Somewhere, above him, a torrent was building and he could hear it roaring in his head. He looked up slowly as the cracks started to sound.
It was as if the very cliff face were being torn asunder by old gods, awaking from untimely slumber.
And then sharp sheets of lightning flickered with the booming rolling waves of the thunder, and Samuel knew the rain would come soon.
He held up his hands, rubbing them in ecstatic delight, before: one, two, seven, fifteen drops of rain dripped onto his dry hands and Samuel knew the land would know life again.
Soon the drops teemed in their thousands, teemed like so many tiny hatchlings sprawling upon the stones, the grass, the pool. Even the trees and the vertical cliffs tasted it; the rare flavour of vitality.

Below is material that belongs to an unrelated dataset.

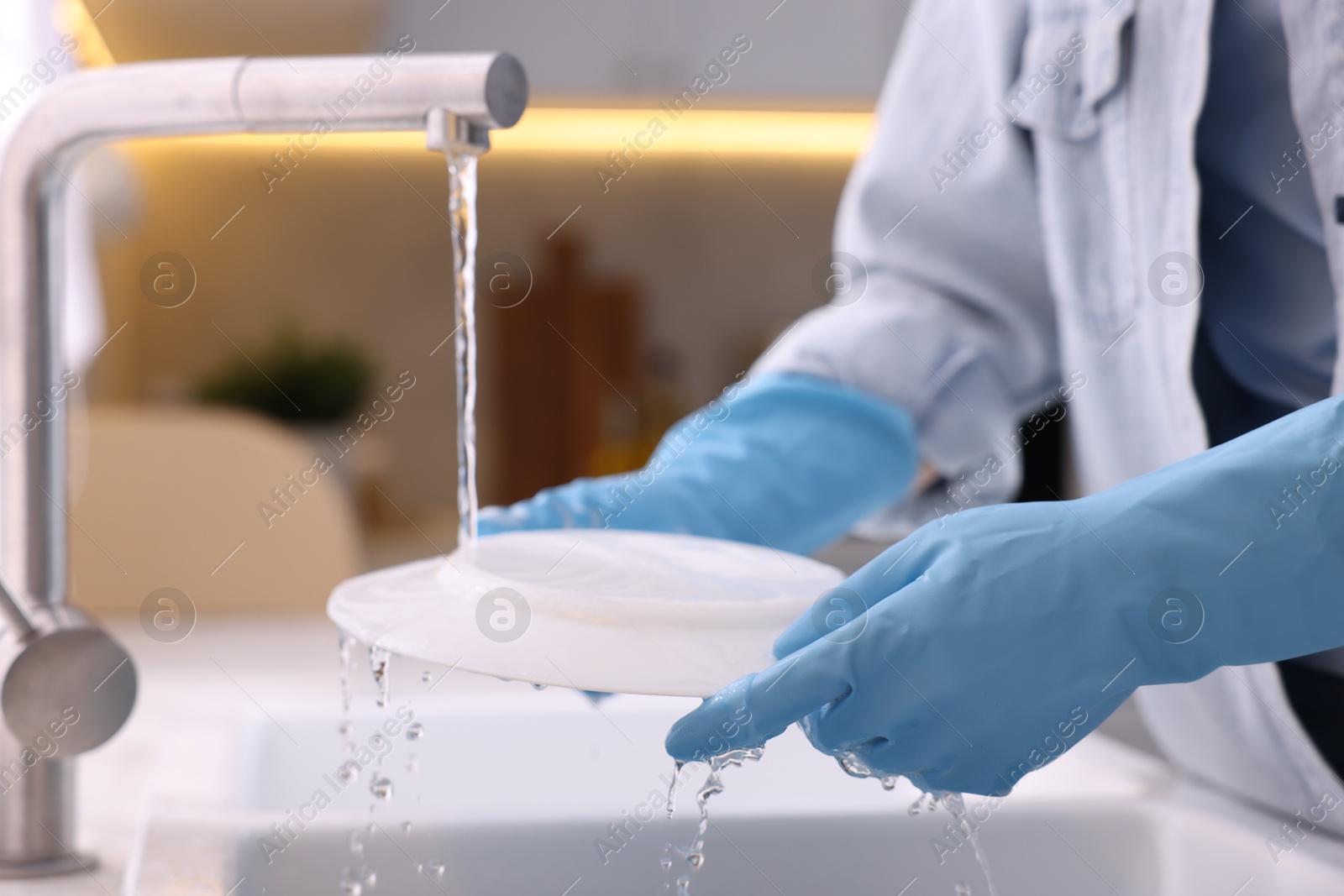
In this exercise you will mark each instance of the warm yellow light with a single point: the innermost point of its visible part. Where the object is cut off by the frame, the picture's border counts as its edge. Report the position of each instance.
(602, 130)
(793, 134)
(73, 16)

Samuel dropped down onto the rocks before him and began to feel the water pooling about his knees. He cried and screamed many thank-yous to the sky and the thunder answered him with a deep groan.
The water danced down and the waterfall gushed to life and the trees seemed to start to grow and turn green again.
And so Samuel took a stone to his head at the foot of the waterfall, sacrificing himself as is the want of the thunder and of the water and of the green of life.